Hoarseness in synthesised voice #297

sharathadavanne · 2020-01-21T09:08:35Z

Hi, so we have been training both tacotron2 and waveglow models on clean male speech (Hindi language) of about 10+ hours @ 16kHz sampling rate using phonemic text. We keep the window parameters, and mel_band parameters unchanged from the 22.5kHz setup in the original repo. Both the models were trained from scratch in a distributed manner using 8-V100 for over 2 days. The resulting voice synthesis produces a hoarse voice. We tried synthesizing using models from different iterations. The hoarseness remains the same irrespective. From visualizing the spectrogram of the original (left-side of the image) and synthesized audio (right-side of the image) of the same text we observe that the spectrogram of synthesized audio is smudged in the middle frequencies in comparison to crisp harmonics of the original audio.

Any suggestions on how to train better?

Left: Original (Audio) , Right: Synthesized (Audio)

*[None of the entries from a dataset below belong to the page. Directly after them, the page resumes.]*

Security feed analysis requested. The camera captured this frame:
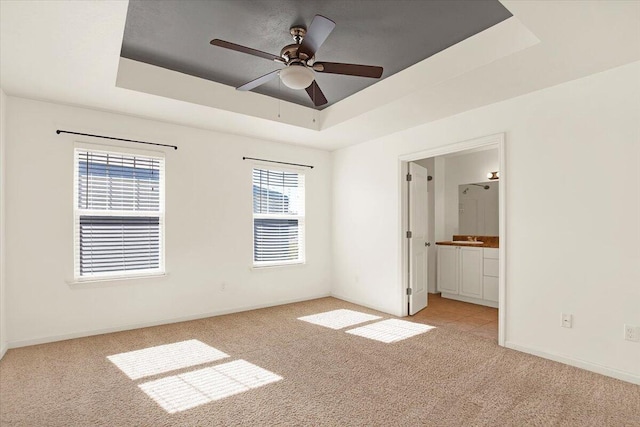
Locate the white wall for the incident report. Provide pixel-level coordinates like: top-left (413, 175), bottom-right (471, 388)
top-left (0, 89), bottom-right (7, 359)
top-left (333, 62), bottom-right (640, 382)
top-left (443, 149), bottom-right (500, 240)
top-left (6, 97), bottom-right (331, 346)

cjerry1243 · 2020-02-27T05:08:25Z

@sharathadavanne

did you resample your data to 22.05kHz? The pretrained weights are at 22.05kHz
it's necessary to trim silence of an utterance in the head and tail since you dont want tacotron to learn the alignment of silence. Neither should waveglow learn the distribution of silence.
audio normalization may help if the sound level of your dataset varies largely across different clips.
do you have good phonetic/character embeddings for hindi language?

These are my findings. You can try them.

ksaidin · 2020-04-26T20:18:35Z

@sharathadavanne, For me, it sounds as if it is under trained.

@cjerry1243 , @Yeongtae on the other hand, suggests to add some silence in the end.
#269 (comment)

He is deliberately adding silence in his fork:
https://github.com/Yeongtae/tacotron2/blob/master/preprocess_audio.py

@rafaelvalle , can you please comment on this one?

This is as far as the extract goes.